IMPORTANT NOTICE: The World Health Organization (WHO) recommends exclusive breastfeeding for the first 6 months and continued breastfeeding for as long as possible. Growing up milks are formulated to meet nutrition needs of healthy young children older than 1 year and should not be fed to infants.
To most children, feeding and eating during infancy and early childhood are natural processes. But to some, they constitute a troublesome situation that needs to be treated so it won’t lead to behavioral, psychological and nutritional disorders, or to delays in physical and cognitive development.
Feeding and eating disorders during infancy and early childhood are most common among children who meet the following diagnostic criteria:
- Continuous failure to consume enough food, associated with an inability to gain weight or a huge loss of weight at least within a month.
- Inadequate eating not explained by a gastro-intestinal disorder or any other concurrent medical condition.
- Inadequate eating not explained by a mental disorder or malnourishment.

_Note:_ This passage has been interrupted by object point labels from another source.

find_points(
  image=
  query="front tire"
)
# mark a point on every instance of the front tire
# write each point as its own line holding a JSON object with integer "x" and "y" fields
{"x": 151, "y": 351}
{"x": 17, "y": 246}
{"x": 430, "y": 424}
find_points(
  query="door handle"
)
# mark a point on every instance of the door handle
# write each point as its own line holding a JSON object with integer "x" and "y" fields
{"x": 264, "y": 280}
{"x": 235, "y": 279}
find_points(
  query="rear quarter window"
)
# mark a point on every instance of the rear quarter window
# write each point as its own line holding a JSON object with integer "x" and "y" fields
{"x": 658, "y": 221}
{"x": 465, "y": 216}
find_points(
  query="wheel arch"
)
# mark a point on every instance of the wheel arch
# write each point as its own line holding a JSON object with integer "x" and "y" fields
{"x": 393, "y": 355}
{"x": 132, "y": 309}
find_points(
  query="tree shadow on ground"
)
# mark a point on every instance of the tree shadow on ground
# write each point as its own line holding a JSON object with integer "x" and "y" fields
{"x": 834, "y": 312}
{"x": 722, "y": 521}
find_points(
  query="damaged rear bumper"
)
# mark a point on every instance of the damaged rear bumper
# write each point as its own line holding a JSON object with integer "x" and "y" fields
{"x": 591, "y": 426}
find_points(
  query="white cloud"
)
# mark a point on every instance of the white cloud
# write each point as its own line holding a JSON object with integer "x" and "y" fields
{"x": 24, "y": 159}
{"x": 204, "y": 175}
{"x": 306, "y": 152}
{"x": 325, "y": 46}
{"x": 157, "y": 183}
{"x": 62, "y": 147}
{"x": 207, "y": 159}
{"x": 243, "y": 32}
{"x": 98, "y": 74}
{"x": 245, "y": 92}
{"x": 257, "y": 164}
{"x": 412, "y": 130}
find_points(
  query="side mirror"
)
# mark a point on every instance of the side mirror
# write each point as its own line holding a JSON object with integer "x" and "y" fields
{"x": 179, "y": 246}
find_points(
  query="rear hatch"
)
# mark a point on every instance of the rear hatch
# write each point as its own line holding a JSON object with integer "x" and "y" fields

And based on these criteria, feeding disorders can be categorized and summarized as follows:
Feeding Disorder of Homeostasis
It consists of a non-organic disorder that is due to the mother’s difficulty to provide her infant with regular and calm breastfeeding sessions and adequate amount of nutrition.
This type of disorder may show in babies within the first months after birth.
Feeding Disorder of Attachment
It affects babies between the second and eighth month after birth, and is primarily due to the lack of social reciprocity between parent and infant. To deal with this disorder, a mother should work on improving her understanding and responsiveness to her baby’s hunger and fullness cues.
It is characterized by refusal to eat. It often occurs in children between 6 months and 3 years of age.
In order to deal with infantile anorexia, a mother should understand her child’s special character, set rules for him and plan well his meals so it would be easier on him to get settled.
Sensory Food Aversion
It generally affects children of 3 years of age and may be treated by encouraging positive behavior and reducing negative behaviors through extinction.
So if your little one is losing weight or showing early symptoms of irregular feeding, we recommend you to immediately consult his doctor and seek for quick solutions and treatments to his condition. Beware neglect can lead to adverse consequences on your child physical and mental growth!